For example, a customer support chatbot could use RAG to pull answers from internal company documents while maintaining conversational fluency.

Concept: RAG

Retrieval-Augmented Generation (RAG) enhances LLMs by integrating external information sources into the prompt during inference, enabling them to provide accurate and context-specific responses beyond their static training data.


Technical Components

Vector Operations and Embeddings

To understand how LLMs process and understand text, we need to grasp two fundamental concepts: vectors and embeddings. While related, they are not exactly the same thing.

What is a Vector?

A vector is simply a list of numbers that can represent a point in space, like coordinates on a map. For example:

  • A 2D vector [3, 4] represents a point 3 units east and 4 units north
  • A 3D vector [1, 2, 3] represents a point in three-dimensional space

These are simple examples we can visualize. In LLMs, we use vectors with hundreds or thousands of dimensions. But at their core, vectors are just containers for numbers - they don’t inherently mean anything. Just like the coordinates [3, 4] could represent:

  • A point on a map
  • A measurement of temperature and humidity
  • The height and width of a rectangle
  • Any other pair of numbers

The meaning comes from how we choose to interpret and use these numbers.

Think of it This Way…

Think of vectors like barcodes - they’re just sequences of numbers that don’t mean anything on their own. Embeddings are like barcodes that have been configured to represent specific products. When you scan a barcode, the numbers suddenly have meaning because they’ve been trained to represent that tasty chocolate bar 🍫

All embeddings are vectors, but not all vectors are embeddings! Just like how all barcodes are number sequences, but not all number sequences are meaningful barcodes.


What is an Embedding?

An embedding is a specific use of vectors for representing meaning. If vectors are like empty containers, embeddings are those containers filled with carefully chosen numbers to represent specific concepts. What makes embeddings special is that:

  1. They are learned through training:

    • The model learns what numbers to put in each vector
    • These numbers aren’t arbitrary - they’re optimized to capture meaning
  2. They have meaningful relationships:

    • Similar concepts get similar numbers
    • The differences between embeddings represent meaningful relationships

Here’s a concrete example:

# These are just vectors (containers of numbers):
v1 = [0.2, 0.5, 0.1]
v2 = [0.3, 0.4, 0.2]

# These same vectors become embeddings when we use them to represent words:
"cat"  = [0.2, 0.5, 0.1]  # Now it's an embedding for "cat"
"dog"  = [0.3, 0.4, 0.2]  # Now it's an embedding for "dog"

The key difference:

  • The raw vectors [0.2, 0.5, 0.1] and [0.3, 0.4, 0.2] are just lists of numbers
  • They become embeddings when we train them to represent “cat” and “dog” in a way where:
    • Their similarity reflects that both are pets
    • Their difference reflects that they’re different species
    • Their relationship to other word embeddings captures meaningful patterns
    • Each number in the vector is a dimension
Key Takeaway

The power of embeddings lies in how they capture relationships between concepts. Just like how we naturally understand that “kitten” is related to “cat” and “puppy” is related to “dog”, embeddings allow AI models to understand these connections through carefully chosen numbers.
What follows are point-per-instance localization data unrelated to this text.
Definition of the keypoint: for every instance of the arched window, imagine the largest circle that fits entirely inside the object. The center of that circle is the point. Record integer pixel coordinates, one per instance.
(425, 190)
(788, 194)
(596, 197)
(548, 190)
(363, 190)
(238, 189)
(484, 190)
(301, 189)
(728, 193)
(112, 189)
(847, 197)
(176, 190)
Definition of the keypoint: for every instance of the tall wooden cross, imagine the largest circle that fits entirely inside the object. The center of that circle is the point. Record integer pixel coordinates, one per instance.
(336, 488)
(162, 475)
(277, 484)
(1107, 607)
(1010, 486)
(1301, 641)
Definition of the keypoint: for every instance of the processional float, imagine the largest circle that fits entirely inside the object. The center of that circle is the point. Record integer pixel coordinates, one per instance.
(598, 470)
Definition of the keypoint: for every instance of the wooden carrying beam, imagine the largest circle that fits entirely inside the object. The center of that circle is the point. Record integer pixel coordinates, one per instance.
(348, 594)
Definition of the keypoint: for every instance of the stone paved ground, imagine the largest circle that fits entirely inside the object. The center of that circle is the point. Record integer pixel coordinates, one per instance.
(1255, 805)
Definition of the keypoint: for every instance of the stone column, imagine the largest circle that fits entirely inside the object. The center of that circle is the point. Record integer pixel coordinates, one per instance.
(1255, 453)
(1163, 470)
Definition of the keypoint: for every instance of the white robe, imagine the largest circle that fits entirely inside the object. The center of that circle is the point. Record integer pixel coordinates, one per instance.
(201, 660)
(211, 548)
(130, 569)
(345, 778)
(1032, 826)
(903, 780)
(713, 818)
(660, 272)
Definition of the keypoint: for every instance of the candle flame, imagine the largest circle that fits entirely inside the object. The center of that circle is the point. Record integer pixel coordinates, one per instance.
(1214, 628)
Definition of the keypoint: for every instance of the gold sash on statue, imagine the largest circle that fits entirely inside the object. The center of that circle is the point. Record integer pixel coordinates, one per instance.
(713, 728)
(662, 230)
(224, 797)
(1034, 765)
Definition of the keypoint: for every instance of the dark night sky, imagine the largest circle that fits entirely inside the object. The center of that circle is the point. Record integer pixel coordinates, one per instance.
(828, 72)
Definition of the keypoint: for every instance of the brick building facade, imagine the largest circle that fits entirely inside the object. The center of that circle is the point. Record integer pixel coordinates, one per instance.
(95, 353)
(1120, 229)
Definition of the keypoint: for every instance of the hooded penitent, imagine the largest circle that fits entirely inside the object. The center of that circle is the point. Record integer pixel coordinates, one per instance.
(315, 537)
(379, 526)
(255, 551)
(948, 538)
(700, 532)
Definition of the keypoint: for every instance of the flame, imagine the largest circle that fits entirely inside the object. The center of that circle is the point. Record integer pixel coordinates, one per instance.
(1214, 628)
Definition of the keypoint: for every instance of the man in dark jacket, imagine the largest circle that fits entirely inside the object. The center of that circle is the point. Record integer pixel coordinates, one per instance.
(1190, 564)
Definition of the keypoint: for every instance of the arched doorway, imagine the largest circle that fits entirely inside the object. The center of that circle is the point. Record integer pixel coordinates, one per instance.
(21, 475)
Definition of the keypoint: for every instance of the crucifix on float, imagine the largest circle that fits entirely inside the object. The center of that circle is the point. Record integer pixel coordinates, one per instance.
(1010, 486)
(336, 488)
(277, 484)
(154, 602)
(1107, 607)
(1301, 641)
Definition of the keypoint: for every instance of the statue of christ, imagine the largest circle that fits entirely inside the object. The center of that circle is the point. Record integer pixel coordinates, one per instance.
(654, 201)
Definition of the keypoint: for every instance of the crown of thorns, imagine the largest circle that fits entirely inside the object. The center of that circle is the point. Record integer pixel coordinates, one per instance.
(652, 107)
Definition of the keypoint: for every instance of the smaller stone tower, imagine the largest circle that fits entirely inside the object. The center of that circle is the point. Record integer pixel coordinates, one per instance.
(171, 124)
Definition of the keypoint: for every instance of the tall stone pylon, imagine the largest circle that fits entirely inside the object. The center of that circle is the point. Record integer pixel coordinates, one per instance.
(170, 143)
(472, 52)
Understanding Dimensions in Embeddings

To understand dimensions, let’s start with a simplified analogy: imagine if each dimension represented a physical trait - the first dimension being the number of legs, the second being the number of ears, the third being the size, and so on. This helps us grasp why we might need multiple dimensions to fully describe something.

For example, in a trained embedding space:

  • The numbers in the “cat” embedding are specifically chosen so that:
    • It’s close to “kitten” (similar concept)
    • It’s somewhat close to “dog” (both are pets)
    • It’s far from “airplane” (unrelated concept)
    • The difference between “cat” and “kitten” represents the concept of “young animal”
Reality Check

In practice, dimensions in embeddings don’t actually correspond to such clear-cut physical or conceptual features. While it’s tempting to think of dimensions as representing specific traits (like our legs and ears example), the reality is that the dimensions work together in complex ways to capture semantic relationships. The more dimensions we have, the more subtle nuances and relationships the embedding can represent.

Think of it like how our brain processes faces - while we might try to describe a face in terms of specific features (nose shape, eye color, etc.), our actual recognition system works in much more complex and interconnected ways that are harder to break down into individual components.


Putting It All Together

Now that we understand vectors and embeddings, let’s see how they work in practice. When you interact with an AI like ChatGPT, here’s what’s happening behind the scenes:

  1. Words to Numbers: Your text is converted into embeddings (those special number lists we talked about)
  2. Finding Relationships: The AI uses these numbers to understand:
    • Which words are similar in meaning
    • How different concepts relate to each other
    • What makes sense in the context you’ve provided

This process happens millions of times per second as the AI processes your input and generates responses. While the underlying math is complex, the basic idea is simple: we’re converting words into numbers in a way that captures their meaning and relationships.

Embeddings: Beyond RAG

It’s important to understand that embeddings are not used exclusively for RAG or vector database applications!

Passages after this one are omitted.